Ottawa software startups take centre stage at L-Spark's SaaS Showcase

Brokrete CEO Jordan Latourelle was among the Ottawa entrepreneurs pitching at L-Spark's 2019 SaaS Showcase. Photo by Asen Aleksandrov.

Entrepreneurs seeking to tap new markets in fields ranging from boating safety to blockchain-integrated data management pitched their ideas to a packed ballroom Wednesday in L-Spark’s annual SaaS Showcase at the Brookstreet Hotel.

The event put a spotlight on many of L-Spark’s software-as-a-service accelerator companies, and for the first time ever it also featured players from outside of the Kanata-based company’s portfolio. They included startups supported by Invest Ottawa, Algonquin College, the University of Ottawa, Queen’s University and Montreal’s Holt Accelerator.

Trebble CEO and founder Armel Beaudry presented his vision for “the future of media consumption.”

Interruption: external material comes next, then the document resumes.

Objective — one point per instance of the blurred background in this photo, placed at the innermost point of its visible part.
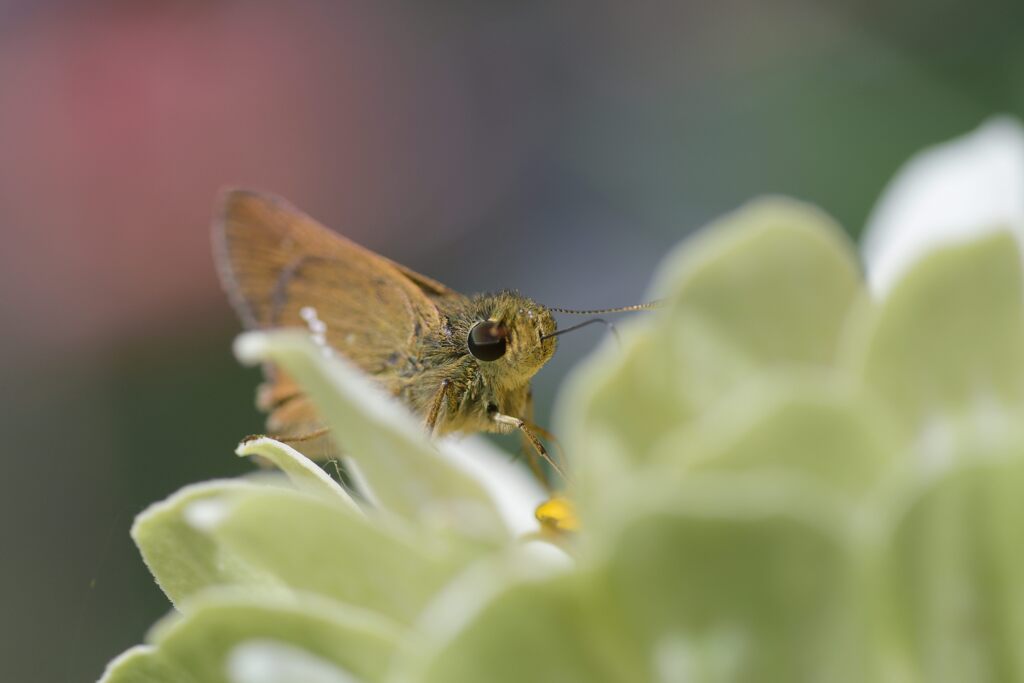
(559, 148)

Trebble FM, which is the product of Beaudry’s partnership with Algonquin College, is a platform aimed at businesses, media and content creators looking to create, distribute and listen to shortcasts. Shortcasts are “snackable” one- to two-minute audio bites that content providers would usually produce daily.

“With the platform, we are allowing people to catch up with what they care about, without having their screen in front of them,” Beaudry said. “You can do it while you're driving or in the shower. It’s an eyes-free, hands-free experience.”

The platform uses “capsules” – think of it like a tweet, but in audio. Trebble creators can include capsules with their content giving listeners access to interactive options such as more information or direct purchasing.

“We are allowing people to interact with the content. For example, if you were listening this morning and you heard about the L-Spark showcase, you could say, ‘Hey, can you send me ticket information?’ and Trebble will send that information right to your phone,” Beaudry explained.

These interactions are done hands-free by speaking to your device. Trebble content is integrated with Amazon Alexa and Google Home smart speakers, but the app’s built-in voice assistant supports vocal interaction without any smart speakers.

The Trebble FM mobile app launched Wednesday. The platform’s revenue model is based around subscriptions and advertising partnerships, and its creators aim to have 10,000 daily listeners by the end of summer 2019.

Elizabeth Audette-Bourdeau pitches on behalf of Welbi at L-Spark's 2019 SaaS Showcase. Photo by Asen Aleksandrov.

Some featured presenters at the event, such as Mero Technologies, already have a foothold in their industry and are seeking investment towards their future growth. The showcase crowd heard that Mero is looking to raise $500,000 to cover development costs in hopes of “scaling (its) solution across North America.”

Mero is an intelligent labour and supply management tool, and is already used by clients such as Toronto’s Pearson Airport and Hilton Hotels & Resorts.  

“We are looking into revolutionizing how property management works,” said co-founder Nathan Mah at the top of his presentation. The app closes in on that goal by monitoring janitorial staff traffic and cleaning supplies in corporate buildings and cutting out redundancies and waste.

Mah said the issues Mero addresses currently cost North American businesses billions of dollars each year in unnecessary expenses. Mero’s revenue stream is based around subscriptions, and the app has so far shown to save an average of $500,000 annually to Mero’s Canadian corporate clients, its creators say.

This year’s showcase once again supported the Ottawa chapter of Technovation, a global technology entrepreneurship program supporting and encouraging young girls in the tech sector. The 2018 Technovation winners in the high school category presented their smart grocery app, Doof.

Doof – which is “food” spelled backwards – aims to “provide an easy-to-use platform to help manage groceries,” according to presenters Rica Qiu, Cherish Zhang, Divya Menon, Grace Gao and Shannon Cui, who currently attend Colonel By Secondary School.

Their presentation said 2.2 million tonnes of usable food are wasted each year around the world, and Doof is targeted at users who want to reduce their household’s food waste. The startup plans to generate revenue through advertising on its platform and partnerships with local grocers in the hope of introducing points-based rewards systems and coupons.

The app is currently under development, and the founders hope to find local partners by mid-July, followed by a full launch in December.

Technovation ambassador Jennifer Francis told Techopia the program has already had tangible impacts, noting many of its alumni have gone on to participate in the Dev Degree program, a joint venture of Carleton University and Ottawa’s Shopify.

“It’s been a good pipeline into the industry from a proven success perspective,” Francis said.